El siguiente paso en la formación de una comunidad espiritual se tomó en este espacio cósmico de un amor que todo lo abarca —y sucedió en el curso de una escolarización que duró casi tres siglos. Según Rudolf Steiner, Micael enseñaba relaciones antroposóficas y cosmológicas, secretos humanos y cósmicos, «enseñanzas grandiosas y maravillosas» en «grandes y poderosas palabras cósmicas» que entraban en la comunidad como «enseñanzas internas del corazón». Él daba vida para la comunidad «a lo que una vez había vivido en los Misterios Solares como sabiduría de Micael». Sin embargo, en cierto sentido también describía el desarrollo de la cultura y la conciencia en el que las almas humanas a su alrededor ya habían tomado parte:

«Lo que se resumía allí de manera grandiosa era la continuación del platonismo en un aristotelismo traído a Asia y hasta Egipto por Alejandro Magno. Se explicaba cómo la antigua espiritualidad aún vivía en ello» (GA 237: Conferencia del 28 de julio de 1924).

Rudolf Steiner agrega que Micael ofreció un panorama integral en el que no solo resumió la antigua sabiduría iniciática, las «grandes enseñanzas de los antiguos Misterios», sino que también preparó la transición de esta sabiduría a la conciencia de la inteligencia o el «alma consciente». El contenido de lo que había sido promulgado a través de estas enseñanzas antiguas o arcaicas necesitaba reflejar el hecho de que lo que había sido inteligencia cósmica en los siglos anteriores ahora se había vuelto terrenal —y que la inteligencia tenía que hacerse cada vez más accesible a la actividad de la inteligencia individual humana:

«Todo lo que se enseñaba allí [en la Escuela de Micael] se enseñaba desde el punto de vista de que lo que había sido apropiado para Micael ahora tenía que desarrollarse de manera diferente en la evolución de la humanidad abajo, y tenía que desarrollarse a través de la inteligencia individual del alma humana» (GA 237: Conferencia del 28 de julio de 1924).

En este sentido, la instrucción que tuvo lugar durante tres siglos en la esfera solar cósmica no fue solo una recapitulación, sino también una preparación del destino para el futuro —no fue solo una revisión: fue también un «poderoso panorama de lo que iba a tener lugar».

Según Rudolf Steiner, Micael enseñaba «lo que ha de suceder cuando comience la nueva era de Micael». Sus colaboradores y discípulos recibieron «advertencias conmovedoras» para que en el futuro aquellos reunidos alrededor de Micael pudieran sumergirse en la corriente de Micael, tomar sus impulsos, para que la inteligencia se uniera una vez más con el ser de Micael».

Así se preparó un destino futuro compartido —de una manera que, como enfatizó Rudolf Steiner, introdujo algo nuevo en la evolución de la Tierra y la humanidad.
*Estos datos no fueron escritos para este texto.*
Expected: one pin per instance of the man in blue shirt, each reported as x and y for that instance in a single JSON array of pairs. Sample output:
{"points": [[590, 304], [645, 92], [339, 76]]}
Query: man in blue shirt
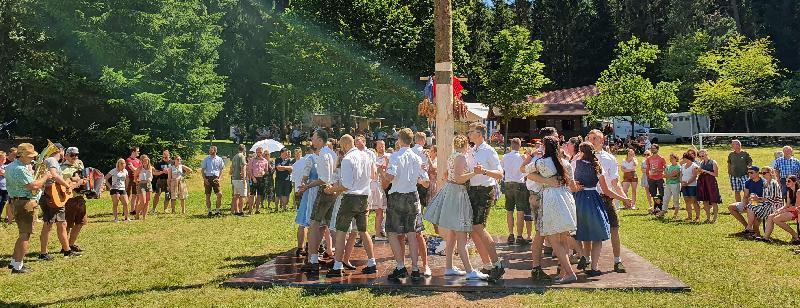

[«Era algo que —por así decirlo— es una excepción a todas las demás actividades que regularmente tenían lugar entre dioses y seres humanos. Las almas conectadas con Micael —las almas humanas líderes desde la época de Alejandro Magno, aquellas de la gran era de los dominicos, aquellos que habían sido sus seguidores, y un gran número de seres humanos en desarrollo y lucha conectados con los espíritus líderes— se sintieron como arrancadas de la relación tradicional con el mundo espiritual.

Las almas humanas predestinadas a convertirse en antroposofos experimentaron algo en lo suprasensible que nunca antes habían experimentado las almas humanas en esos reinos durante el tiempo entre la muerte y un nuevo nacimiento. La experiencia anterior durante el tiempo entre la muerte y un nuevo nacimiento había sido que las almas humanas trabajaban en concierto con los seres espirituales líderes para desarrollar el karma para la próxima existencia terrestre.

Pero ningún karma había sido elaborado de la manera en que se trabajó el karma para aquellos predestinados a convertirse en antroposofos por las cosas recién mencionadas. Ningún trabajo se había hecho en la región solar entre la muerte y un nuevo nacimiento como el trabajo hecho ahora bajo el reinado de Micael, que ahora había sido liberado de asuntos terrenales» (GA 240: Conferencia del 20 de julio de 1924)]…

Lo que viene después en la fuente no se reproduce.